Spartaner in Oslo am Start

Die Spartaner kamen mit guten Ergebnissen aus Norwegen zurück.

Mehr als 9.000 Teilnehmer beim Halbmarathon

Sparta-Leichtathletiktrainer Marian Bigocki hatte einen Ausflug zum (Halb)marathon nach Oslo organisiert. Insgesamt machten sich 40 Spartaner und Athleten aus der Region auf den Weg nach Oslo. Die Reise begann mit dem Bustransfer von Langenhagen nach Kiel, wo die Gruppe dann in See stach. Die Überfahrt nach Oslo dauerte 20 Stunden, die aber dank des ,beeindruckenden Angebots auf dem Schiff wie im Fluge vergingen. Am Freitag legte die Fähre in Oslo an. Am Nachmittag wurden dann gemeinsam die Startnummern abgeholt; der restliche Tag stand zur freien Verfügung.
Am Sonnabend begann der Marathon mit 3.000 Teilnehmern, der Halbmarathon startete mit 9.000 Athleten. Die Marathonstrecke bestand aus drei Teilen: Zweimal musste die Zehn-Kilometerstrecke durchlaufen werden, die man im Andenken an die 2011 verstorbene große norwegische Spitzenläuferin Grete Waitz benannt hatte, und zum Schluss die Halbmarathonstrecke. Die Strecke hielt durchaus einige unangenehme Steigungen bereit, die die Marathonläufer dann auch dreimal durchlaufen mussten. Dafür entschädigte das schöne Panorama im Yachthafen. In der Ferne konnte man sogar die imposante Skisprungschanze des „Holmenkollen“ sehen. Norwegen ist ja als Langlaufnation bekannt, aber das Zuschauerinteresse gilt mehr den Langläufern auf Skiern. Die (Halb)marathonläufer hätten sich durchaus ein paar mehr Zuschauer an der Strecke gewünscht.
Die Platzierungen der Spartaner im Marathon: Bester Spartaner war Dirk Wermter (M45), der 3:55 Stunden brauchte. Asghar Jalanesh (M50) folgte dahinter in 4:03 Stunden. Auch Reiseveranstalter Klaus Schörnig (M55) beendete in 4:14 Stunden den Marathon und ließ so manchen jüngeren Athleten hinter sich.

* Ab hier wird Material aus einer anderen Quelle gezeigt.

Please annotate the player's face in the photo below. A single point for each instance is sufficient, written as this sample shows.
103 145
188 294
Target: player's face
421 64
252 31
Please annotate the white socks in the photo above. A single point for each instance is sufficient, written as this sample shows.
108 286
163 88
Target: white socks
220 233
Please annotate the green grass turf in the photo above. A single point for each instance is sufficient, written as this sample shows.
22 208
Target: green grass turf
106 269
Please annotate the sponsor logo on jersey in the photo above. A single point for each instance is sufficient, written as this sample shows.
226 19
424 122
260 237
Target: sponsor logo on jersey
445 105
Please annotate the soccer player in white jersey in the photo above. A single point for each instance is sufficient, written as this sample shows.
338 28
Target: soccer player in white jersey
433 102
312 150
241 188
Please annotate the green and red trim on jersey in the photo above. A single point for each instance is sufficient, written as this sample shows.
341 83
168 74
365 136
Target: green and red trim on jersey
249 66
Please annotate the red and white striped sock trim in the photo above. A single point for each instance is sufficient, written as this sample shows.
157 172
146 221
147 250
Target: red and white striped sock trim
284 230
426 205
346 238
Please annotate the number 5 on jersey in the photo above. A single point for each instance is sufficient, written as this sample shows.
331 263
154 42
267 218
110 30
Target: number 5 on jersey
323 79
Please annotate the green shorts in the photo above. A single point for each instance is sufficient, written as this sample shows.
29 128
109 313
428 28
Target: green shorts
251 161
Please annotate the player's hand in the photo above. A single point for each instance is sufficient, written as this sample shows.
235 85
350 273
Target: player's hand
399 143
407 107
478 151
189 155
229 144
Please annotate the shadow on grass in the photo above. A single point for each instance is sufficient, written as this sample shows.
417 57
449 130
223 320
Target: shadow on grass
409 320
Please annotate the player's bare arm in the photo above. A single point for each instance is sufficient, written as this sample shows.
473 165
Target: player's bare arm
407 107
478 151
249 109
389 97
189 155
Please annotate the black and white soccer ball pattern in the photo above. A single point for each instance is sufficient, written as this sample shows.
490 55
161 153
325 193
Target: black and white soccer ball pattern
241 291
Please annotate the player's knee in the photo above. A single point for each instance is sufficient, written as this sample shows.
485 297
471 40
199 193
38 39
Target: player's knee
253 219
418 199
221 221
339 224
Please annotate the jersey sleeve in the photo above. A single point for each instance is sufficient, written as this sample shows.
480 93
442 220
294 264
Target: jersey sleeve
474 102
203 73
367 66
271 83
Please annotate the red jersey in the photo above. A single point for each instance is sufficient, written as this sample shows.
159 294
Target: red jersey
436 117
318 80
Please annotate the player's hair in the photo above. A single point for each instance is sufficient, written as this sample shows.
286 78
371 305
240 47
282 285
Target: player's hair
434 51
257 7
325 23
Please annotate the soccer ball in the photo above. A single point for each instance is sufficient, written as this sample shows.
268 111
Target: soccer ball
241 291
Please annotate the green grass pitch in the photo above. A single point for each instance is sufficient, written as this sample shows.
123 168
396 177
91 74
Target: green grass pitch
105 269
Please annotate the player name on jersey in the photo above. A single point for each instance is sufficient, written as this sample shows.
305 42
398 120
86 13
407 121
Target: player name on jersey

Thorsten Janz (M45), 4:20 Stunden und Reiner Pawlak (M45) 4:31 Stunden komplettierten das Marathonfeld.
Die Platzierungen der Spartaner im Halbmarathon: Sparta Leichtathletiktrainer Marian Bigocki (M55) kam in 1:48 Stunden ins Ziel, Julia Slatkovsky (W45) in 1:52 Stunden und Sabine Buss (W50) beendete den Lauf in 2:14 Stunden. Steffen Janke (M50) vom SCL kam als schnellster Langenhagener in 1:44 Stunden ins Ziel.
Am Abend bot Oslo dann einige Möglichkeiten, die errungenen Erfolge zu feiern, bevor es am Sonntag durchs Skagerrak wieder auf die Heimreise ging.